Hanna Zdanowska była gościem w programie „Gość wydarzeń” na antenie Polsat News, gdzie głównym tematem rozmowy był powrót Jarosława Kaczyńskiego na stanowisko wicepremiera. Omawiano również decyzję partii Prawo i Sprawiedliwość o rezygnacji z wynajęcia hali na konwencję wyborczą oraz związane z tym nałożenie kar umownych.
POLECAMY: Konwencja programowa PiS w Łodzi odwołana. „Prezes” nie chce płacić na in-vitro
W trakcie dyskusji poruszono również kwestię podwyżek dla nauczycieli, która stała się iskrą zapalną do politycznej przepychanki.
Według Hanny Zdanowskiej „nauczyciele otrzymali podwyżki, tylko ministerstwo zapomniało dać te pieniądze samorządom”. – W związku z czym pan minister Czarnek mówi: „Proszę wypłacać” – stwierdziła.
Na te słowa zareagował minister edukacji i zażądał sprostowania tych słów. Przemysław Czarnek uważa, że środki zostały wypłacone „co do złotówki” według średniej stawki. W odpowiedzi prezydent Łodzi wezwała szefa resortu edukacji do „oddania łodzianom 600 mln zł”.
–A ja wzywam Pana Ministra do oddania łodzianom 600 mln złotych, bo tyle dokładamy rocznie do edukacji, na którą wydajemy ponad półtora miliarda złotych. Zmieniać programy nauczania, poprawiać ideologicznie podręczniki chcecie, ale płacić – niekoniecznie – napisała.

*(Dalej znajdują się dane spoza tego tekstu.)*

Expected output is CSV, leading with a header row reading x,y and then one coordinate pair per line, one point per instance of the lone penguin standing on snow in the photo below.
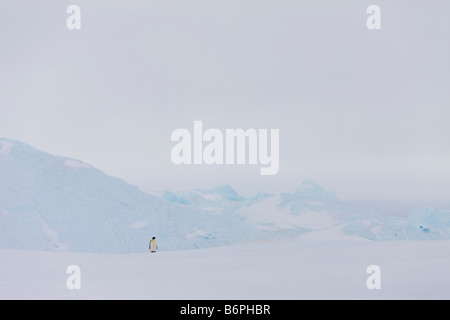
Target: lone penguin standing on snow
x,y
153,246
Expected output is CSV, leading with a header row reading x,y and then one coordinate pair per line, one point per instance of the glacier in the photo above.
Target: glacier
x,y
55,203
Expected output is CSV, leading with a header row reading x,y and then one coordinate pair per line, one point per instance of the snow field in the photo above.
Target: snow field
x,y
282,269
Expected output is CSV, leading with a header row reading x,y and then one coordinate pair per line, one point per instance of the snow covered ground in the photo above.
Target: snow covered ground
x,y
311,267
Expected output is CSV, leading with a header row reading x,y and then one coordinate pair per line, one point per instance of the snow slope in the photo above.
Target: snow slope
x,y
55,203
285,269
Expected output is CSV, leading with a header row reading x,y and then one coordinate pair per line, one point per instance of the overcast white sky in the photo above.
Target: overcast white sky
x,y
365,113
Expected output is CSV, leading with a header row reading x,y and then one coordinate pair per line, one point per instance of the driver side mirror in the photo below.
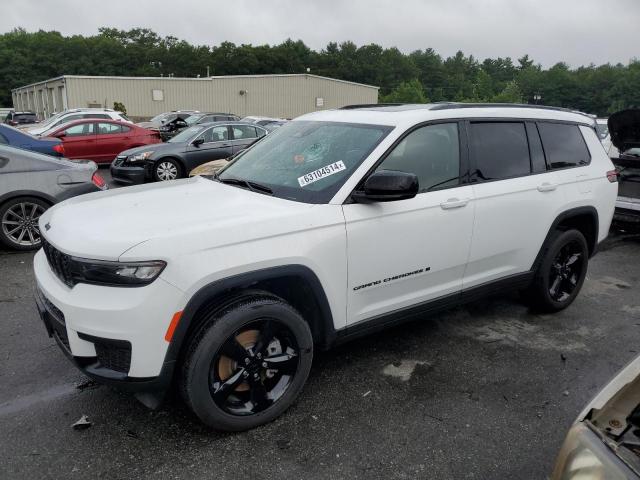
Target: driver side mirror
x,y
387,186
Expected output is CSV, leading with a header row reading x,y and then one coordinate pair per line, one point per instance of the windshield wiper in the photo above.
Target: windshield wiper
x,y
253,186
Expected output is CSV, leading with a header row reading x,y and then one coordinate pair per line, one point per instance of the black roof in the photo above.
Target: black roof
x,y
401,107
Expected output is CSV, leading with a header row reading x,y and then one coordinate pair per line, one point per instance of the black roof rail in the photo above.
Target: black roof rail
x,y
452,105
370,105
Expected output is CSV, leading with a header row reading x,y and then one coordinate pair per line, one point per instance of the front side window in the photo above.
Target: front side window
x,y
432,153
108,129
70,118
215,134
241,132
187,134
79,130
563,145
306,161
499,150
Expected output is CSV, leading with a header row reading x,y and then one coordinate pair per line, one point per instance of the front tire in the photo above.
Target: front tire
x,y
247,364
167,169
19,227
561,273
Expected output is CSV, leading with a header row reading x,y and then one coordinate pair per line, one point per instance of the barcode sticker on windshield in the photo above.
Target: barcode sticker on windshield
x,y
321,173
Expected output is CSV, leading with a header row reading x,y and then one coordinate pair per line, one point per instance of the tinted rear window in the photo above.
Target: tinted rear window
x,y
500,150
24,117
563,145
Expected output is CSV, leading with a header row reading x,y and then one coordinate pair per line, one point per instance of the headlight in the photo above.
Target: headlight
x,y
118,274
139,157
584,456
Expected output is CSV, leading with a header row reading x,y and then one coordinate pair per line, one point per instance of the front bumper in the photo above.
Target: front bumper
x,y
627,210
127,174
113,334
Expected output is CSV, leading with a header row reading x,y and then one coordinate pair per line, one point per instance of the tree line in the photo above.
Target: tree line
x,y
419,76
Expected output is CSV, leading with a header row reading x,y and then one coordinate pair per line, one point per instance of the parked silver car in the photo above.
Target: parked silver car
x,y
604,441
30,183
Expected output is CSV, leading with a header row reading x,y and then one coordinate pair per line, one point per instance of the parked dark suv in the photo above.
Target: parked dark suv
x,y
194,146
624,128
20,118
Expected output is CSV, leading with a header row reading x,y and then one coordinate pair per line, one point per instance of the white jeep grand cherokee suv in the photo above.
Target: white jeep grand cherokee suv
x,y
338,224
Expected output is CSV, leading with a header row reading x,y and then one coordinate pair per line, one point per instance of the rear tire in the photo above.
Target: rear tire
x,y
561,273
19,227
247,364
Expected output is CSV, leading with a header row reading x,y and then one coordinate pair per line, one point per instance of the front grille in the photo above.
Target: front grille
x,y
56,321
53,310
114,356
59,262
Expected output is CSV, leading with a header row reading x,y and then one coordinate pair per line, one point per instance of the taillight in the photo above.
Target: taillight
x,y
98,181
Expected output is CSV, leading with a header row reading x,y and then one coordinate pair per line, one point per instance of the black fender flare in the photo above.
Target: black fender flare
x,y
323,328
562,217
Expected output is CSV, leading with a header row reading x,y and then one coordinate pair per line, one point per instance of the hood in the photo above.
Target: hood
x,y
154,147
103,225
148,125
209,168
624,128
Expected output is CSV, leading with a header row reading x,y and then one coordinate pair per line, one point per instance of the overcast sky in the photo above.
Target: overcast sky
x,y
579,32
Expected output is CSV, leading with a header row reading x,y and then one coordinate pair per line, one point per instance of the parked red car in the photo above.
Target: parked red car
x,y
101,140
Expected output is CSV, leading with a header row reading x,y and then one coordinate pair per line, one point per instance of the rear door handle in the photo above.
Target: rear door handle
x,y
454,203
547,187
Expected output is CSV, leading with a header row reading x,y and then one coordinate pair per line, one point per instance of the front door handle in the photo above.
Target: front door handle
x,y
547,187
454,203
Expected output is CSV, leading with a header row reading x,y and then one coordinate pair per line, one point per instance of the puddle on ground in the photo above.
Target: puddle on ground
x,y
402,370
603,286
22,403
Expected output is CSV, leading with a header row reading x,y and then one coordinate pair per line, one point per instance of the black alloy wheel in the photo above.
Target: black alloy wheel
x,y
566,271
247,363
561,273
254,367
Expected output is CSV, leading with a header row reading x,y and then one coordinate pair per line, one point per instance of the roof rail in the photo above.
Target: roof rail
x,y
370,105
452,105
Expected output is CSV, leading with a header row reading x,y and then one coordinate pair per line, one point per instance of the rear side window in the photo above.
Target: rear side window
x,y
77,130
108,128
563,145
499,150
240,132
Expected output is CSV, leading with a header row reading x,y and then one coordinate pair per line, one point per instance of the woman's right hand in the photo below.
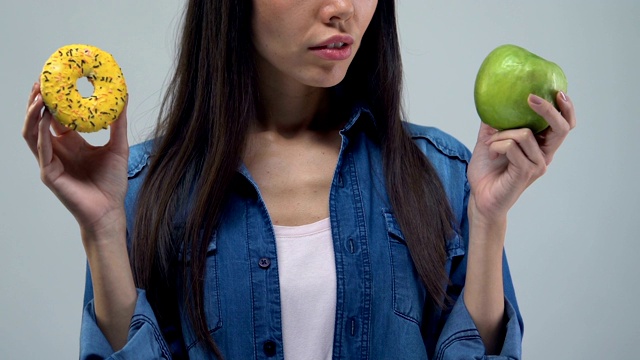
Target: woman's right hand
x,y
91,181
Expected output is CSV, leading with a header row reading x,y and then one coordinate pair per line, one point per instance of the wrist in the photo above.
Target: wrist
x,y
110,229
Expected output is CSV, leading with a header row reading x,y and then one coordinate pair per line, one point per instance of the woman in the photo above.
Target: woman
x,y
284,209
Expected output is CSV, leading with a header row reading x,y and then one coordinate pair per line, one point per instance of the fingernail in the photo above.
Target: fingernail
x,y
564,97
535,99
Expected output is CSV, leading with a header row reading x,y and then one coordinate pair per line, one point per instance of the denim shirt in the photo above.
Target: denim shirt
x,y
380,305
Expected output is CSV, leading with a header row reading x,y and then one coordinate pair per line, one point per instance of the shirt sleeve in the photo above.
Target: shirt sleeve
x,y
460,338
145,340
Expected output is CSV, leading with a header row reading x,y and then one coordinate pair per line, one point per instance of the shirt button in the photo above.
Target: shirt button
x,y
264,263
269,348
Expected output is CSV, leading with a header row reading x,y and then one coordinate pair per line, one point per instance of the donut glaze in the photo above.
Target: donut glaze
x,y
61,96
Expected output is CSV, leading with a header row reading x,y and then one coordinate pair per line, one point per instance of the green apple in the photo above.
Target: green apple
x,y
506,78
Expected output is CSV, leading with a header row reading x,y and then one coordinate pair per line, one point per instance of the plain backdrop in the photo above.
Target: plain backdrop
x,y
571,242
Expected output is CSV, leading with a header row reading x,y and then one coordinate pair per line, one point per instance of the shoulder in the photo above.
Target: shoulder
x,y
436,143
139,156
450,159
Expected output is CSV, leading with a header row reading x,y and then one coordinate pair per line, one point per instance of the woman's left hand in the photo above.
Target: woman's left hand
x,y
505,163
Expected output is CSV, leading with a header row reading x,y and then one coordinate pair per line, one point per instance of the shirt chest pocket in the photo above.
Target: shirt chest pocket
x,y
211,294
409,294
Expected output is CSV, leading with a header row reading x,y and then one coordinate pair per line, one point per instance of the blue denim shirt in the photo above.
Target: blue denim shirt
x,y
380,307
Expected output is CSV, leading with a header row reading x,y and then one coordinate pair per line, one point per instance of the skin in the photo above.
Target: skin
x,y
92,181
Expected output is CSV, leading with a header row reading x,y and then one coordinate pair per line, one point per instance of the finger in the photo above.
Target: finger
x,y
118,130
35,90
519,162
59,129
30,127
527,142
566,109
45,150
559,125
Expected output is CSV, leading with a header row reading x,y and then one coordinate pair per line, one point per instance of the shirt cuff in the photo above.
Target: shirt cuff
x,y
460,337
144,340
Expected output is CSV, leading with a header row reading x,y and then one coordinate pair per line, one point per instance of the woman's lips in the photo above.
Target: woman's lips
x,y
335,51
337,47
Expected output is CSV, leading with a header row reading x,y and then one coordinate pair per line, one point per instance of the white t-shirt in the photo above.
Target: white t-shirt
x,y
307,273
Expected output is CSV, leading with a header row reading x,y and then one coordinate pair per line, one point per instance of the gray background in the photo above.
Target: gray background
x,y
570,243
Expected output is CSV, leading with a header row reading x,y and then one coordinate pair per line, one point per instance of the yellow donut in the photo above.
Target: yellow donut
x,y
64,101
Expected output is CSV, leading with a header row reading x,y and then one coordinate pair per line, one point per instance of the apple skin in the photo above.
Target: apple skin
x,y
506,78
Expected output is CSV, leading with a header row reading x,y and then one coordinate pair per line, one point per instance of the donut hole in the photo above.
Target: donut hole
x,y
85,88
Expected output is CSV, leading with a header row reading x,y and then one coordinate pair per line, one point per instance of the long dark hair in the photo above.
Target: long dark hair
x,y
201,135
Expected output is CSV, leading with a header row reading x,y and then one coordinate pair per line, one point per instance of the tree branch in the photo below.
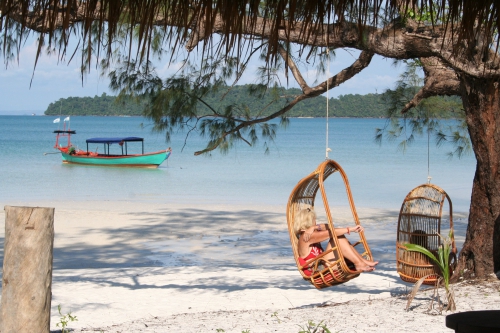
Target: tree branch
x,y
347,73
439,80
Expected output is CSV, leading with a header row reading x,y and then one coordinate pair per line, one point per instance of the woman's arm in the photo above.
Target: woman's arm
x,y
348,230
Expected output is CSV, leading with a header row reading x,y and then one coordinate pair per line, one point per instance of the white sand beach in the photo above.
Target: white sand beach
x,y
138,267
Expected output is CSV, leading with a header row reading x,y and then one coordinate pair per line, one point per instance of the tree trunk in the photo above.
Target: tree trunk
x,y
27,270
480,255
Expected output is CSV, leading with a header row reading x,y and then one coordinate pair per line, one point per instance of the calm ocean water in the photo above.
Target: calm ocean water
x,y
380,176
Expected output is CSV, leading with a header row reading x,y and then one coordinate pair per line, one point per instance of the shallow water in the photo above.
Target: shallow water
x,y
379,176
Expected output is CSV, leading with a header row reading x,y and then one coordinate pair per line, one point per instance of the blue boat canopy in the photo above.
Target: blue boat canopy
x,y
114,140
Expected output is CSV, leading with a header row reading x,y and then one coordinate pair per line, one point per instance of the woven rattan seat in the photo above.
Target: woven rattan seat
x,y
420,223
303,196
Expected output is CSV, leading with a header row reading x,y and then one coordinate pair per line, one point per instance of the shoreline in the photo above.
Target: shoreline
x,y
141,267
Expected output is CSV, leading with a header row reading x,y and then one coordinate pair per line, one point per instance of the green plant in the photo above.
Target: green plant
x,y
311,327
443,262
65,319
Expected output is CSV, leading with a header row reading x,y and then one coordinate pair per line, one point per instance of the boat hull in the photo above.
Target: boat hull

Czarnek w kolejnym wpisie poinformował, że będzie pozywał Hannę Zdanowską. – Szanowna Pani Prezydent, uprzejmie Panią informuję, że w związku z brakiem sprostowania Pani wypowiedzi kieruję sprawę na drogę sądową – żądam 50 tys. zł od Pani osobiście na ważny cel: Spotkania Młodych Archidiecezji Lubelskiej w Garbowie – skomentował.
PiS zapłaci za in vitro
Przypominamy, że kilka dni temu Hanna Zdanowska oznajmiła, że środki, które PiS ma wpłacić jako karę za zerwanie umowy najmu hali na konwencję, zostały już przekierowane na miejski program in vitro.
–Zło dobrem zwyciężaj. Tak jak obiecałam, dodatkowe 150 tys. złotych idzie właśnie na łódzki program in vitro. Liczę, że zgodnie z zapisami umowy kara za odstąpienie od wynajmu Atlas Areny zostanie wpłacona niezwłocznie – napisała na Twitterze.
Decyzja podjęta przez Joachima Brudzińskiego wywołała skutki, które teraz są odczuwane. Nowa miotała w sztabie wyborczym PiS, zdecydowała się zrezygnować z wykorzystania Atlas Areny na rzecz wsparcia górników z Bogatyni.